Assignment: Survey of Finance

1. Suppose your firm is considering investing in a project with the cash flows shown below, that the required rate of return on projects of this risk class is 10 percent, and that the maximum allowable payback for the project is 2.5 years.

Time

0

1

2

3

4

5

Cash Flow

-250,000

60,000

80,000

140,000

120,000

80,000

a. Use the IRR to evaluate this project; should it be accepted or rejected?
b. Use the NPV decision rule to evaluate this project; should it be accepted or rejected?
c. Use the PB to evaluate this project; should it be accepted or rejected?

2. At the beginning of the year you owned $3,000 of Dollenz stock, $11,000 of Torkelson stock, and $6,000 of Nesmith stock. During the year the three company's returns were - 7.6 percent, 21.4 percent, and 14.8 percent respectively. What is your portfolio return?

3. Using the following returns, calculate the average return, the variance, the standard deviation, and the coefficient of variation for Jones stock.

Year

Jones

1

7%

2

14%

3

-3%

4. You own $2,500 of Diner's Corp stock that has a beta of 2.6. You also own $2,500 of Comm Corp (beta = 1.1) and $5,000 of Airlines Corp (beta = 0.3). Assume that the market return will be 10 percent and the risk-free rate is 4 percent. What is the risk premium of the portfolio?

5. A manager believes his firm will earn a 16 percent return next year. His firm has a beta of 1.5, the expected return on the market is 14 percent, and the risk-free rate is 4 percent. Compute the return the firm should earn given its level of risk and determine whether the manager is saying the firm is under-valued or over-valued.

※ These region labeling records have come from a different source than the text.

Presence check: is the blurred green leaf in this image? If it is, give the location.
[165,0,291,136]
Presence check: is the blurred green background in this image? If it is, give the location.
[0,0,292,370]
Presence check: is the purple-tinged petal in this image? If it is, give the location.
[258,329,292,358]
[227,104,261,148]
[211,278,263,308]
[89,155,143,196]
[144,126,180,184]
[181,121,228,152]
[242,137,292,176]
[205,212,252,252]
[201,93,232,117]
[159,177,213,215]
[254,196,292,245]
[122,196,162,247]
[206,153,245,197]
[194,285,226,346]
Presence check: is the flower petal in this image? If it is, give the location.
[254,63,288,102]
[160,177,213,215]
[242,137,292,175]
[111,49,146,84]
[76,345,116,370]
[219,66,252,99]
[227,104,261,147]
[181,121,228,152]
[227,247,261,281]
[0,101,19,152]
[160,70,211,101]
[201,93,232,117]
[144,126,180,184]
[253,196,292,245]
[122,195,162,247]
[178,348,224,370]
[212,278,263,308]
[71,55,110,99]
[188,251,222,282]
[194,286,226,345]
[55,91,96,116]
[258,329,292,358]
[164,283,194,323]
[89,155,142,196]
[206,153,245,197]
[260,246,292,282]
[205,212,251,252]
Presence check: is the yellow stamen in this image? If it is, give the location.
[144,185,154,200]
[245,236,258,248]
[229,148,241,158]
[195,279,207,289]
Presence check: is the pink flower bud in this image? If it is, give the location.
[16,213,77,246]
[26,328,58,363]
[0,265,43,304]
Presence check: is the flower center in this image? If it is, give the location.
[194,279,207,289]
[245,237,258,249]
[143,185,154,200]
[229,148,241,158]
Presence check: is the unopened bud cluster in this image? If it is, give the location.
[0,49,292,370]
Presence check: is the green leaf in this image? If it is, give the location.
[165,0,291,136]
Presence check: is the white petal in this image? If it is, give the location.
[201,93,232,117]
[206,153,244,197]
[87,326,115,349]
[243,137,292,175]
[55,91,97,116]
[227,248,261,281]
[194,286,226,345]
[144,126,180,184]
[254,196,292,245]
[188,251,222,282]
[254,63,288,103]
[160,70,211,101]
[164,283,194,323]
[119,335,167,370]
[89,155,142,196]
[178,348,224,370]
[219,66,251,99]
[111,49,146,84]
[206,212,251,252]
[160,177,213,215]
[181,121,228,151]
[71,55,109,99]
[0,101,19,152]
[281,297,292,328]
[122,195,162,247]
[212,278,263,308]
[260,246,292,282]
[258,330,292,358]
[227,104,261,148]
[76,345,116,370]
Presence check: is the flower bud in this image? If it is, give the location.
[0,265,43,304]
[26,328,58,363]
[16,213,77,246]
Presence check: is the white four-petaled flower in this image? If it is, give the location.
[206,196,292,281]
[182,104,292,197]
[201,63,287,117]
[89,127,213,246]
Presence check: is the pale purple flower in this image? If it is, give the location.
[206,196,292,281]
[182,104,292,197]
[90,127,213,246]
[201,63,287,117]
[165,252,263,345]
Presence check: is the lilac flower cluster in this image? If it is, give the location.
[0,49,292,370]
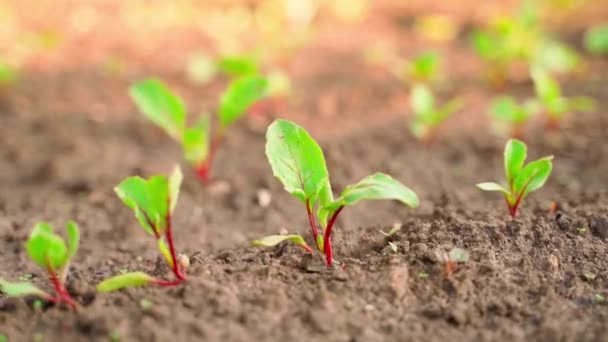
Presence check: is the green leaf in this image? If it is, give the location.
[0,279,51,299]
[410,84,435,117]
[217,56,258,77]
[325,173,418,211]
[585,24,608,55]
[168,165,184,212]
[475,182,510,195]
[513,156,553,197]
[266,120,331,205]
[96,272,155,292]
[129,78,186,141]
[157,238,173,267]
[66,221,80,260]
[114,175,169,234]
[251,234,311,251]
[219,76,268,129]
[504,139,527,190]
[26,222,68,270]
[182,116,209,166]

6. The balance sheet for Stratton Co. shows $400,000 in common equity, $100,000 in preferred stock, and $500,000 in long-term debt. The company has 20,000 common shares outstanding at a market price of $65 per share. The firm's 4,000 shares of preferred stock are currently priced at $50 per share. The firm has 500 bonds outstanding selling at par value ($1,000). The company's before-tax cost of debt is 6%. The cost of common stock and preferred stock are estimated to be 10% and 7% respectively. If the firm's marginal tax rate is 40%, what is the firm's weighted average cost of capital (WACC)?